Wall Street PR

Why Stereotaxis Inc (NASDAQ:STXS) Is A Sell

Boston, MA 10/25/2013 (wallstreetpr) – That Stereotaxis Inc (NASDAQ:STXS) has had unimpressive increase in net income over some time now makes it a candidate for sell. The highlights in its net income indicate that over the past 12 months, it has under formed compared to the industry average. In that period, its net profit has reduced by 207.1% which reflects a drop from $2.81 million in net profit a year ago to $-3.01 million.

Over the past 2 years, STXS has had a weakening per share earnings trend. The steep decline in per share earnings has seen the company report more on the negative in the previous quarters spanning 2 fiscal years.

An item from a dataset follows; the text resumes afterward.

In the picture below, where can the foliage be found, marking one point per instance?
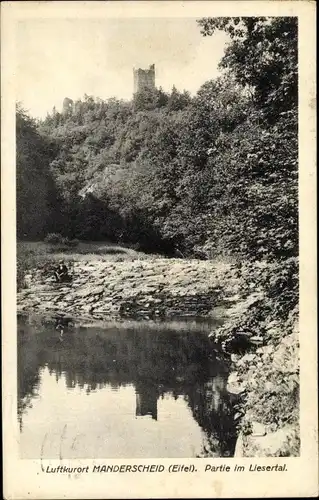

While earnings per share in this stock have not been very encouraging, it can be seen that its revenue results, though weak, has outperformed the industry average by 7.4% decline against 26.1% decline over the past 12 months. So generally it seems the industry isn’t doing well either.

A big weakness in STXS can be seen in its net profit margin of -30.89%. Although this is perfectly in-line wit the industry average, it is quite hurting. Interestingly, STXS has a very high gross profit margin, currently at 77.75%. In regard to cash flow, the company has had its figures diminish by 48.87% from a year ago. This signifies a decrease of $-2.14 million in operating cash flow.

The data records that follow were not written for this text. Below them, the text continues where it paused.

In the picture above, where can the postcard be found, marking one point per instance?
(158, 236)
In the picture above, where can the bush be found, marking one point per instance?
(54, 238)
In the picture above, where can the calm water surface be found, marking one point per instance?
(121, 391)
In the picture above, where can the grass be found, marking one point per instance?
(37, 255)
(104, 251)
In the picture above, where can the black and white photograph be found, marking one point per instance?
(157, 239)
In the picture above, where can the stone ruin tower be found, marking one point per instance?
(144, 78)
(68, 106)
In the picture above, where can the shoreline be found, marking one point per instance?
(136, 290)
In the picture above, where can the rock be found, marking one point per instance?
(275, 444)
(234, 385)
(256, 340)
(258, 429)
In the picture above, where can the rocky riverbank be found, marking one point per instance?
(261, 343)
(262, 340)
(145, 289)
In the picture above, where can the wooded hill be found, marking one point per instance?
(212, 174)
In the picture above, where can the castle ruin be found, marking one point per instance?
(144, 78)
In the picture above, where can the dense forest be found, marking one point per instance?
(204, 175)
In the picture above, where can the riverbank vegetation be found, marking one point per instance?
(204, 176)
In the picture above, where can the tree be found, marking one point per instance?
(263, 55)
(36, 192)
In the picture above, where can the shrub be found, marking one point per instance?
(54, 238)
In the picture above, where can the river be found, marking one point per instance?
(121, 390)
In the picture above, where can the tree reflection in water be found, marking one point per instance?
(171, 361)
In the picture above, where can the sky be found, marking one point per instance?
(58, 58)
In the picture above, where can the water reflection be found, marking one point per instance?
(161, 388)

STXS’ primary business is in the designing, manufacturing and marketing of cardiology control system. Its market is global. The company’s daily average volume over the past 30 days has been 2 million shares. It has a market capitalization of $70.55 million. It traded south on Thursday, October 24, dropping 4.93% to settle $4.82.

In the Wednesday’s trading, the stock went up nearly 42% in the regular trading, only to slip under its own weight the following day. Lack of trend is something that would make investors desires to study this stock more in the coming weeks.